Dans ce guide, je vous décrirai donc cette trajectoire en détail en expliquant chaque point particulier. Comme c'est relativement long, et qu'elle se découpe en 4 phases, je ferai un billet pour chaque partie. Ce sera plus digeste à lire. Ensuite je vous préciserai ses avantages par rapport aux autres trajectoires et les erreurs les plus fréquemment commises par tout motard novice ou peu regardant sur sa sécurité.

Et pour commencer, quelques rappels de base.

Concernant le pilotage

  • Il faut bien comprendre qu'une moto évolue en équilibre permanent. Elle tient lorsque s'établit un équilibre entre la force centripète (attraction terrestre) qui attire la machine au sol et la force centrifuge (fonction de la vitesse) qui vous redresse et vous fait éventuellement sortir du virage. Ces forces sont en action principalement en virage.
  • Le contre-braquage est un geste réflexe et finalement inconscient. Il consiste à déséquilibrer sa machine en la faisant tomber du côté du virage. C'est ensuite la fameuse force centrifuge (vitesse) qui l'empêche de tomber au sol. (Tentez de contre-braquer à très faible vitesse et vous constaterez alors que le force centripète remporte le match ...

Concernant la position

  • Comme on dit crûment chez nous : " On se pose pas comme une m... sur une moto, on en est le maître !"
  • Dans un premier temps, on colle bien les 'ouilles contre le réservoir, on sert les genoux fermement contre ce même réservoir et enfin on met la pointe des pieds sur les cale-pieds. Là, on est en équilibre sur sa machine et on peut bouger, la commander et sentir ses réactions. Si les pieds sont engagés jusqu'au talon, vous n'aurez plus aucune sensation. (Regardez les pédales automatiques en vélo, l'axe se trouve juste en dessous de la dernière phalange du gros orteil.. Pas un hasard)
  • Les bras doivent être légèrement pliés, le buste sur l'avant. Les réflexes n'en seront que meilleur et plus rapides.

Concernant le regard

  • "Le regard conditionne la trajectoire..!" Tout le monde connaît l'image du JOE BAR TEAM avec le motard planté dans le panneau publicitaire. Rien n'est plus vrai que cet adage.
  • Pensez à regarder loin et à filmer votre route. Tout ce qui se situe à moins de 10 mètres de la moto à partir de 90 km/h, c'est déjà sous la roue ...
  • En cas d'obstacle, ne pas fixer ce dernier sinon c'est droit dedans, on regarde là ou on va s'échapper.

Bien.

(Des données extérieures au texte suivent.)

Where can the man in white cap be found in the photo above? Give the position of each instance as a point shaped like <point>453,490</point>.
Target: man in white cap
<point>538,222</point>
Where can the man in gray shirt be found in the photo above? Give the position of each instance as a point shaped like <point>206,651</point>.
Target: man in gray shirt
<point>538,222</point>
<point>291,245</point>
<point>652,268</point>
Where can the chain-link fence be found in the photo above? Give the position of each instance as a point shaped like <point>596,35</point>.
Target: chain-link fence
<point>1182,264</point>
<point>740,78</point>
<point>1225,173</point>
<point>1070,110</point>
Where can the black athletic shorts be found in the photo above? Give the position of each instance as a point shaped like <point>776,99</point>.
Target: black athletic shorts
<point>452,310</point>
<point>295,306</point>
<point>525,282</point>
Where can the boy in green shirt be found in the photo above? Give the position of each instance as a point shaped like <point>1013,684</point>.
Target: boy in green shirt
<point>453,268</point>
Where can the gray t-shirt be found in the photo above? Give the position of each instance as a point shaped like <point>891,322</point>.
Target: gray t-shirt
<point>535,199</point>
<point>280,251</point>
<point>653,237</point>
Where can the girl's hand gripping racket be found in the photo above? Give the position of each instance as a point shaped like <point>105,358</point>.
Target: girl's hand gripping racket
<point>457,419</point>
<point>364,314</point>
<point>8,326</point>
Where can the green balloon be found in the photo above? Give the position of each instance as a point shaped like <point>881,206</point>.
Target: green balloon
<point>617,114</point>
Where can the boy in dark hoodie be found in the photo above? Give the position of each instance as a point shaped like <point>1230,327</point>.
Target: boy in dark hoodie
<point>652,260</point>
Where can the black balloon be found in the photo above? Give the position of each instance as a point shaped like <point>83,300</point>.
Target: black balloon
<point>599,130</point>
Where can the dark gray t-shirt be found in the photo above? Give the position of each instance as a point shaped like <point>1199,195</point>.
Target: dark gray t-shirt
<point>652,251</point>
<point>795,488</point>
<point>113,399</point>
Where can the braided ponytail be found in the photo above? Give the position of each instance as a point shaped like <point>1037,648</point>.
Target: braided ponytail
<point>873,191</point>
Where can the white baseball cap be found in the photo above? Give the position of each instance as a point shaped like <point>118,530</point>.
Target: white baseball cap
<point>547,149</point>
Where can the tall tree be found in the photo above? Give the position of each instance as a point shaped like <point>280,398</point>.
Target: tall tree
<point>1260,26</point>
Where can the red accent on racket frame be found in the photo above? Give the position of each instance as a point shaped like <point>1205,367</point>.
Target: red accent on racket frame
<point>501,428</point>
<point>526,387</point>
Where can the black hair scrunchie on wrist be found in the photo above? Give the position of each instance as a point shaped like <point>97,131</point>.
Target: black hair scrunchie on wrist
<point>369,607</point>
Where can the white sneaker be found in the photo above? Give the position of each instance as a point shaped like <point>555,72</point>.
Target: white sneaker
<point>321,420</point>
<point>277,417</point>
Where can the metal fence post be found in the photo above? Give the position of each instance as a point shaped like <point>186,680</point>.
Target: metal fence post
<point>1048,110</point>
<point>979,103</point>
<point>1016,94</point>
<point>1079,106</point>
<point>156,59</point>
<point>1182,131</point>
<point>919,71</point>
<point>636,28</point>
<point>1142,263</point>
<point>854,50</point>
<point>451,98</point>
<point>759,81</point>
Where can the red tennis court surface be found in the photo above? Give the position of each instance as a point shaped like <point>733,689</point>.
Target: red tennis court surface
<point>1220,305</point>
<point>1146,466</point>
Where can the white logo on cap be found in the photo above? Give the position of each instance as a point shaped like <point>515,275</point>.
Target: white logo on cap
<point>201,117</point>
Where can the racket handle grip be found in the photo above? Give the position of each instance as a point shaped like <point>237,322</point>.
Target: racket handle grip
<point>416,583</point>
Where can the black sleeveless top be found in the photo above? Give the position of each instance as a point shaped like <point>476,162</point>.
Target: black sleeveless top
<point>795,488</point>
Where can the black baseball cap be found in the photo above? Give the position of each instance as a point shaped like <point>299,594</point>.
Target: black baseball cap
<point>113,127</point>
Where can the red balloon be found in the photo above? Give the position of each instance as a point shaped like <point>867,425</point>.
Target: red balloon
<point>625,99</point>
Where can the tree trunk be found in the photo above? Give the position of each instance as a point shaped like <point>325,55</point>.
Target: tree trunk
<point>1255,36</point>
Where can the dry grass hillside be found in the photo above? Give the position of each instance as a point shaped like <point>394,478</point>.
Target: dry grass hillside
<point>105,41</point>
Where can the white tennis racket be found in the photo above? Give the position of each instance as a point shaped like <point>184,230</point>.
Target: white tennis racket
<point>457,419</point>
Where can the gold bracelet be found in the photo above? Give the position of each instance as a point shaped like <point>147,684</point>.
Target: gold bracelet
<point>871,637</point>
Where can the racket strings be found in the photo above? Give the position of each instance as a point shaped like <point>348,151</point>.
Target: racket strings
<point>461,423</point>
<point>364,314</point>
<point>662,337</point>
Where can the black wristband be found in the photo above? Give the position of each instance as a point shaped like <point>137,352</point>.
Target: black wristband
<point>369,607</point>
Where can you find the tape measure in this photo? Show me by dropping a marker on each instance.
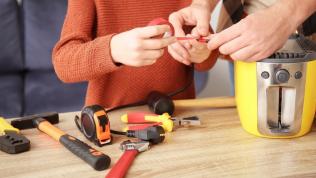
(95, 125)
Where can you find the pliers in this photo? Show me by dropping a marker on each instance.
(165, 121)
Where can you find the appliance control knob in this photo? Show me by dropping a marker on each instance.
(282, 76)
(298, 75)
(265, 75)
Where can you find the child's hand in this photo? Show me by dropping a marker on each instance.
(198, 51)
(137, 47)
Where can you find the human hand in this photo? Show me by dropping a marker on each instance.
(138, 47)
(197, 14)
(257, 36)
(198, 51)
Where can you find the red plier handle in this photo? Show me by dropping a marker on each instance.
(137, 118)
(120, 169)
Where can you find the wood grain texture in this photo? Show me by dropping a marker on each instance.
(218, 148)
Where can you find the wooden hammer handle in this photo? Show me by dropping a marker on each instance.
(214, 102)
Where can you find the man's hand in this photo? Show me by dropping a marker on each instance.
(197, 14)
(137, 47)
(260, 34)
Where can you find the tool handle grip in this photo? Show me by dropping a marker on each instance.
(96, 159)
(136, 117)
(141, 126)
(120, 169)
(217, 102)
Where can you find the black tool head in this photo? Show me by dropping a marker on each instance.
(27, 122)
(14, 143)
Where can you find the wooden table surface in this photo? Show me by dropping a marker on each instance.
(217, 148)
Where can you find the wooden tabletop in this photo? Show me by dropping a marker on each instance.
(217, 148)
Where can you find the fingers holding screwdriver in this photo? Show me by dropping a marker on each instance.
(139, 46)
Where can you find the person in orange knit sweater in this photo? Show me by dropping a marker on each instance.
(109, 44)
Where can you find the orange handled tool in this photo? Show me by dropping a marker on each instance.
(96, 159)
(138, 118)
(131, 150)
(167, 122)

Entrons dans le vif du sujet ...

Voici les deux virages découpés selon la méthode : "Trajectoire de sécurité" Eh oui, la méthode diffère selon que le virage est à droite ou à gauche. Mais très peu en vérité, seul le placement est différent.

  • Le n° 1, couleur bleue correspond à la zone d'entrée.
  • Le n° 2, couleur verte correspond à la zone de découverte.
  • Le n° 3, couleur rouge correspond à la zone de sollicitation.
  • Le n° 4 enfin, couleur jaune correspond à la zone de reprise de stabilité.

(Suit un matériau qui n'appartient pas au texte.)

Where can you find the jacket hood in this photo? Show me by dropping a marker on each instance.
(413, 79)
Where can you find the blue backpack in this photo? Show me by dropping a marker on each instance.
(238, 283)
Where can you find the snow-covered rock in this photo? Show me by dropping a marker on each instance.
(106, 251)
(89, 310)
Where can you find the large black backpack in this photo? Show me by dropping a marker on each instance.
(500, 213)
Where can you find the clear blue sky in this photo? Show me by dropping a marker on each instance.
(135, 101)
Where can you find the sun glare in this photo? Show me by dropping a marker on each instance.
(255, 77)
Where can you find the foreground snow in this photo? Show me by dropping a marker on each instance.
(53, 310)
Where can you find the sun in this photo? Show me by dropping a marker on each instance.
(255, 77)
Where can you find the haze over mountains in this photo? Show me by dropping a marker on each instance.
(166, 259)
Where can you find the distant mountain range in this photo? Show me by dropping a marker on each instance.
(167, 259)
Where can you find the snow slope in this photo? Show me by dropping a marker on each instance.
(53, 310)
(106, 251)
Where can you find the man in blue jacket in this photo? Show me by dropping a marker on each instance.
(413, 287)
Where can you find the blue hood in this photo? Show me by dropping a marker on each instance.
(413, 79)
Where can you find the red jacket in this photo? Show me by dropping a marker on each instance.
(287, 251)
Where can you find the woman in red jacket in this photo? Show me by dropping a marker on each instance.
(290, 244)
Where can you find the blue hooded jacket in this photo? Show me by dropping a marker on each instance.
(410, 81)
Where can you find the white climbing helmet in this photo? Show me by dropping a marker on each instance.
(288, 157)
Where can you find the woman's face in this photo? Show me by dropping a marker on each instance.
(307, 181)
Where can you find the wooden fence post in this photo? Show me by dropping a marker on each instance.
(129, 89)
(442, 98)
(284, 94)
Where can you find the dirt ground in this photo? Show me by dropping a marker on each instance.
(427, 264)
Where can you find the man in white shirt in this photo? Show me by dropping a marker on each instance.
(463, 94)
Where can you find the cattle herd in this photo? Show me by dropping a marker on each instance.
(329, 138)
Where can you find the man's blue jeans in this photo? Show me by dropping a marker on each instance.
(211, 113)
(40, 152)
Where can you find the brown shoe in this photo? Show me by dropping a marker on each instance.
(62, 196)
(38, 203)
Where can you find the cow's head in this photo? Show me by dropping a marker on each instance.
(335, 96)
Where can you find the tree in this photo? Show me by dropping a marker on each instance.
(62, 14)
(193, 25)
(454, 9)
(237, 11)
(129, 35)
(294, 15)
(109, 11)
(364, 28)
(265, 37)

Certains(nes) ont déjà vu cela au permis moto. Je doute cependant qu'on ait eu le temps de vous en détailler toutes les subtilités et les secrets. Dans les prochains billets je vais donc vous décortiquer chaque zone, une par une.

Dans un premier temps, une petite mise au point concernant le positionnement sur la chaussée.

Le petit croquis ci-dessous (la moto verte c'est le ZX de madame ...) matérialise une chaussée et ses deux voies de circulation.

Une voie de circulation comporte trois parties.

  • La n° 1 on l'appellera la partie extérieure.
  • La n° 2, la partie intérieure.
  • La n° 3, évidemment la partie centrale.

En ligne droite ou faiblement sinueuse, libre à chacun de se positionner où il veut, sachant qu'en 1 on risque de se faire toucher par un con d'en face, en 2, on se mange toute la merde qui traîne sur le bord de la chaussée et qu'enfin en 3, la DDE nous met toutes les bouches d'égouts depuis plusieurs années.
Bon, puisque c'est comme ça, je laisse la moto au garage ...
Non, je déconne.

Par contre, lorsqu'arrive un virage, il n'est plus question de rester en 3.
Le virage à droite supposera un placement en 1 et le virage à gauche, un placement en 2, l'explication en dessin.

1) La zone d'entrée

Dans le croquis ci-dessus, la zone d'entrée est en bleu. Le but est donc à l'approche de ce virage à droite, de venir placer sa moto près de l'axe médian (positionnement n° 1). Attention de ne pas empiéter sur la voie de circulation opposée. On stabilise sa vitesse et on commence à lire son virage.

Le regard

Il faut filmer sa route. Les yeux ne doivent pas sauter d'un point à un autre ou revenir en arrière. Vous devez faire comme si vous aviez une caméra à la place des yeux. Sachez que tout ce que vous verrez, votre cerveau l'aura analysé et enregistré. Le reste, contre-braquage, accélération, etc. sera automatique.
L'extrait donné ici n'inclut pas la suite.